Charles Gounod’s FAUST

Dates and Venue April 27 & May 2, 2019 at 7:30pm; May 5, 2019 at 2pm | Queen Elizabeth Theatre

Conductor Jonathan Darlington Director Francois Racine Chorus Director Kinza Tyrrell Lighting Design Gerald King Scenic Design Olivier Landreville Costume Design Dominique Guindon

Faust David Pomeroy Marguerite Simone Osborne Méphistophélès Robert Pomakov Wagner Scott Rumble
Valentin Peter Barrett Siébel Mireille Lebel Marthe Schwerlein Emilia Boteva

Sung in French with English SURTITLES TM

Reviewer Erin Jane


Vancouver Opera’s third annual festival features two beloved opera classics under the theme of Fairy Tales and Fables. Gounod’s French masterpiece Faust will be playing three nights while Rossini’s La Cenerentola is offering an extended nine performance run.

Charles Gounod’s version of Faust, originally performed in 1859 Paris to a French libretto by Jules Barbier and Michel Carré, has few of the existential themes of the equally renown tragic play by Goethe, and favours a much more melodramatic story. It’s the male-centric Woody Allen film of 19th century French opera (albeit with far less subtle subjugation and mistreatment of vulnerable young women). The story begins as Faust, an aging man facing loveless death, meets Méphistophélès, who offers his services and renewed youth in exchange for Faust’s soul, and thrown into the bargain is Marguerite – an innocent and beautiful young girl, with whom Faust falls in love and in doing so inadvertently sentences her to a seemingly over-the-top cruel fate of her own.

Marguerite has arguably the most dramatic and demanding role, with plenty of stage time and more character transformation than any other part. She is at first the very symbol of beauty, youth, and modesty. But as she allows herself to be seduced first by Méphistophélès’ jewels and then by Faust himself, she becomes an abandoned outcast, eventually cursed and damned by her own brother.

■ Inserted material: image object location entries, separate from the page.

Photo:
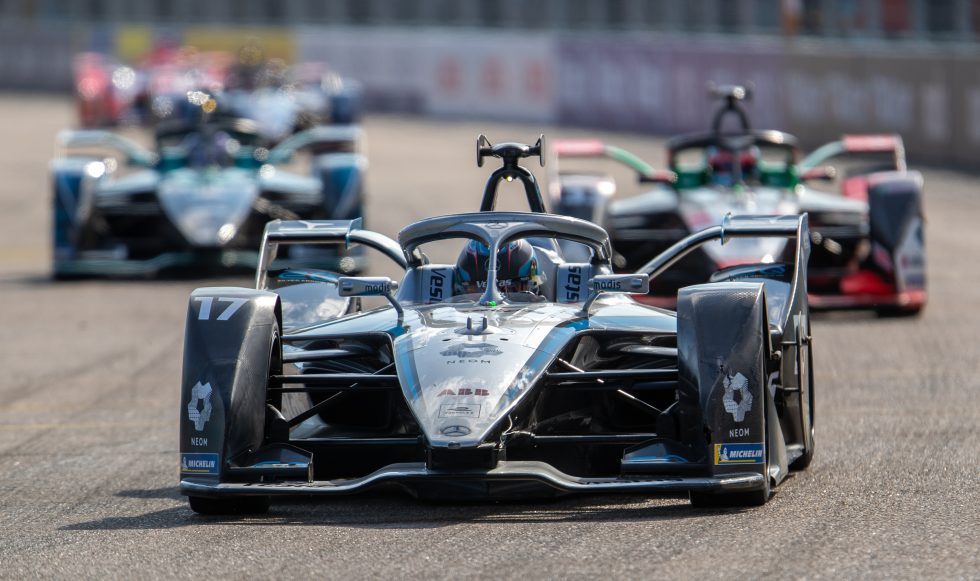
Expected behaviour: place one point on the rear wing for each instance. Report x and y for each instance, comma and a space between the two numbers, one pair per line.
134, 153
320, 232
866, 143
593, 148
793, 227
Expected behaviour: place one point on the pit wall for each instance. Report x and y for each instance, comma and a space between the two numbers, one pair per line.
817, 89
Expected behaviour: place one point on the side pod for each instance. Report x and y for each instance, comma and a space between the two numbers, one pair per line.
230, 343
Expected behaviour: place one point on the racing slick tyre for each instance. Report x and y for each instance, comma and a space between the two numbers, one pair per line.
229, 506
724, 326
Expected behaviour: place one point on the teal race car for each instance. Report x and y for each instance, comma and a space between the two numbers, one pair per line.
200, 201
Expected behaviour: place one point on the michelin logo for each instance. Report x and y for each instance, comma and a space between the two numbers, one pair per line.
199, 463
740, 384
739, 454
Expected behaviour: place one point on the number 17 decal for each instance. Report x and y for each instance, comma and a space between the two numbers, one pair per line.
205, 313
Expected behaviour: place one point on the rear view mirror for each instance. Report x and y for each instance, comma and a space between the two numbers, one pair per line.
370, 286
824, 173
616, 283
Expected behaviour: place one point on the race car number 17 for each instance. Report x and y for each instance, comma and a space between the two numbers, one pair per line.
205, 313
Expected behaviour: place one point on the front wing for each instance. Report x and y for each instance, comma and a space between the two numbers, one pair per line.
515, 477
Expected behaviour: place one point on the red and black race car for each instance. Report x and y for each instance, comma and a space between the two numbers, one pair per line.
865, 210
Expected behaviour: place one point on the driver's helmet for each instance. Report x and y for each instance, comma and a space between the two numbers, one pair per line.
517, 268
722, 164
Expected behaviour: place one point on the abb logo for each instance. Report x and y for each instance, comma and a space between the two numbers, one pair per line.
573, 285
479, 392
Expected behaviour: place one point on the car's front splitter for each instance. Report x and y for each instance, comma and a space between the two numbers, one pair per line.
477, 483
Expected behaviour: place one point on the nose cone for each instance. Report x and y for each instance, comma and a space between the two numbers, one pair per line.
460, 380
208, 209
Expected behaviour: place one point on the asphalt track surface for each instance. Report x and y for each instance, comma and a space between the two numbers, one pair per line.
89, 419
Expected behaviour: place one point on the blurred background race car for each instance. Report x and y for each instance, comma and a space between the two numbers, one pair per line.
868, 248
280, 98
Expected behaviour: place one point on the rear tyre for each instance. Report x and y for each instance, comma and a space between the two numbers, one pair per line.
230, 506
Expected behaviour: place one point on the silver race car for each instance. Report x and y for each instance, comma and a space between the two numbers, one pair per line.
512, 372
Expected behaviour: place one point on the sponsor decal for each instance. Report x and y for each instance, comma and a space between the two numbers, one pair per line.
459, 410
199, 463
737, 398
777, 271
455, 431
739, 453
437, 284
573, 285
199, 408
739, 433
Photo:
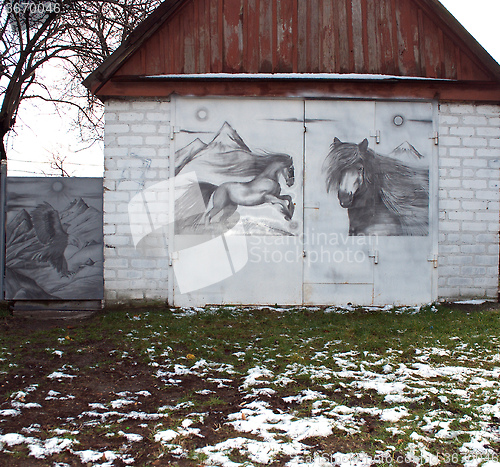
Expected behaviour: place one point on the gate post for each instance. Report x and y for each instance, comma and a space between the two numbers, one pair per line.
3, 200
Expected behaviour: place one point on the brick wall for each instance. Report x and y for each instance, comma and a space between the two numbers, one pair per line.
137, 148
469, 159
136, 160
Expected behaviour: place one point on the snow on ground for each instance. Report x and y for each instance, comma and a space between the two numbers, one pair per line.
390, 390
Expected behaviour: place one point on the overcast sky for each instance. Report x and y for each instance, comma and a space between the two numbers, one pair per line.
41, 132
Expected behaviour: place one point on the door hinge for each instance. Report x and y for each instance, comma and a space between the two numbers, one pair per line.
434, 260
373, 254
174, 256
376, 134
173, 131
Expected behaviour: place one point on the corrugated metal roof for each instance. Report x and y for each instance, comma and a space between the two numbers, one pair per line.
406, 38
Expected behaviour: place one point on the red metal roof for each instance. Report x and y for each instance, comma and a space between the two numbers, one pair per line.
406, 38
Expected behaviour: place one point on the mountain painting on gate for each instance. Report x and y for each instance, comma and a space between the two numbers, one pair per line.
224, 185
54, 240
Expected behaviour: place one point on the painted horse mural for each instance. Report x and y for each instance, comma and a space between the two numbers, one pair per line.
263, 188
382, 196
228, 175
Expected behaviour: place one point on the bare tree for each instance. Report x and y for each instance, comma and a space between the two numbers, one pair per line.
80, 33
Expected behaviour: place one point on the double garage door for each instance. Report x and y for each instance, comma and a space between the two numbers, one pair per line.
296, 201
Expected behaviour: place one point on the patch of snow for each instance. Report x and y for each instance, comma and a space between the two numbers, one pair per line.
59, 375
394, 414
166, 436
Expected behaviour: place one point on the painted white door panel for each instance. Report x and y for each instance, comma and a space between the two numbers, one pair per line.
236, 240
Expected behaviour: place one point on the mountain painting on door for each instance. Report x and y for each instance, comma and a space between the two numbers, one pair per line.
224, 185
383, 195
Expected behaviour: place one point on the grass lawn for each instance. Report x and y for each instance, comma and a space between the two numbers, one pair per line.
232, 386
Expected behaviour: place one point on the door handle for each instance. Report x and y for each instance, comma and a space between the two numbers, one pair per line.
373, 254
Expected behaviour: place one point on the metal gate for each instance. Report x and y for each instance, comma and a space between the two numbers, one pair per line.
299, 201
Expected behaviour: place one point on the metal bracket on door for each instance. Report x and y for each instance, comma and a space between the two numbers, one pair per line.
433, 260
373, 254
376, 134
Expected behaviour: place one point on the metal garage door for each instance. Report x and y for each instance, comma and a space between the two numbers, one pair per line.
238, 201
303, 202
372, 224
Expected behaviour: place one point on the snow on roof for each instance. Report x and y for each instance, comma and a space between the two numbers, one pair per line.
308, 76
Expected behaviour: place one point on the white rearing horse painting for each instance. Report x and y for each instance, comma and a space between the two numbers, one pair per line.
253, 179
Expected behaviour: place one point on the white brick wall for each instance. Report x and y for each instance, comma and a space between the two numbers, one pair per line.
136, 158
469, 159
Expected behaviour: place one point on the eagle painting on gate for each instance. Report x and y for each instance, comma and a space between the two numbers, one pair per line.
54, 241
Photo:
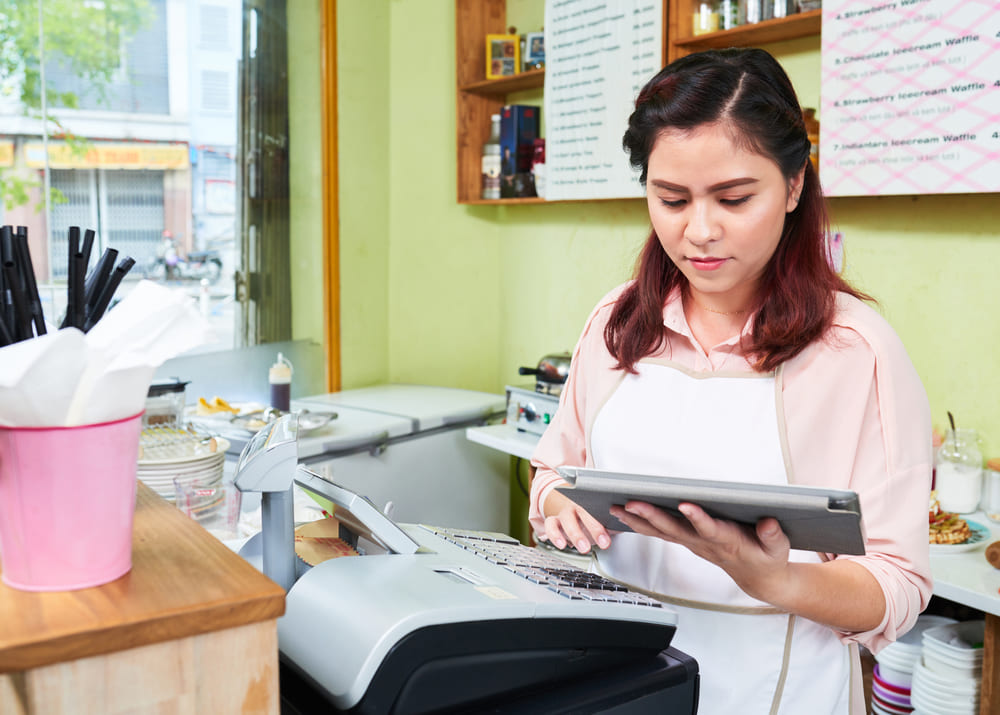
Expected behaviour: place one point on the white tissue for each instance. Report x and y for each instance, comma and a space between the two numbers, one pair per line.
67, 378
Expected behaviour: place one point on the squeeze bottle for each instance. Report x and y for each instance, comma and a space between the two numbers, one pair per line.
280, 379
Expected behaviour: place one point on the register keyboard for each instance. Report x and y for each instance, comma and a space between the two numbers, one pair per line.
442, 619
535, 566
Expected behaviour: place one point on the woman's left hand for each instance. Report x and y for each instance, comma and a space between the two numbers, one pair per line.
756, 558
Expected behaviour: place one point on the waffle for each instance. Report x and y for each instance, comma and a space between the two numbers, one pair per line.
945, 527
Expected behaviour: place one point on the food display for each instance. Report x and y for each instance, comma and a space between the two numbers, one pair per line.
945, 527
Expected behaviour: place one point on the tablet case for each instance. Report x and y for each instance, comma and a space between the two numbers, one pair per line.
813, 518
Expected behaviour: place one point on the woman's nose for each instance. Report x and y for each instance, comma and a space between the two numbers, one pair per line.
701, 227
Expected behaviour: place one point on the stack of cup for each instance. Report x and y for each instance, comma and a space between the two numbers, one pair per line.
947, 679
895, 665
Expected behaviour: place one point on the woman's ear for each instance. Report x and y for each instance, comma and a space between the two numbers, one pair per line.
795, 185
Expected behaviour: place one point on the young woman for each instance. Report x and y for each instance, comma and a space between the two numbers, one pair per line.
738, 353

The final act sees her post-infanticide, in a state of psychosis, and awaiting execution – certainly the “rock bottom” of her character arc. As Marguerite, Simone Osborne has a vulnerability that is made for this role, and her sweeping soprano is dramatic perfection.

This is a tight-knit cast of only seven principal characters, but each one shines in their role with impressive aplomb. Canadian tenor David Pomeroy (who is no newcomer and has sung the title role of Faust multiple times before) disappears into the role seamlessly and his voice carries the part well especially in the higher register. Toronto native Robert Pomakov makes his Vancouver Opera debut as Méphistophélès, and his rich bass voice brings massive depth to his part, at times more demonic and other times whimsical. But there are moments where Pomakov lends his character more sensitivity and kindness (in particular towards Marguerite) than Faust or even Marguerite’s angry and ashamed brother Valentin, sung with bravado by baritone Peter Barrett.

Faust’s classic set design towers above in forebodingly tall and imposing wardrobe-like structures, which move together and apart to reveal various settings: a tavern, a town square, a prison. They are as “larger than life” as the opera itself, and create shadows that hide the darker elements of the story – that of judgement, madness, despair, and ambiguous redemption. Director Francois Racine plants these ideas deep into the performance and they emerge throughout with the help of the incredibly talented Vancouver Opera Orchestra as well as the Vancouver Opera Chorus as students, soldiers, villagers, angels, and demons.

Maestro Jonathan Darlington conducts in this richly musical performance, with notably some deeply dramatic organ features during the cathedral scene and the finale, as well as some beautiful parts that present delicate stringed high notes and urgent rushing and rising throughout climactic parts. A military march in Act 4 (Deposons les armes and Gloire immortelle de nos aïeux) was sung very quietly and could have been bolder, as it is a march and a soldier’s chorus after all, but did not detract from the orchestra’s overall prominence in supporting the mythical story of Faust.
In the end, Faust teaches us that time really is our most precious resource, a truth we do not fully understand often until we are older. With a running time of just over three hours, consider the Vancouver Opera Festival time well spent.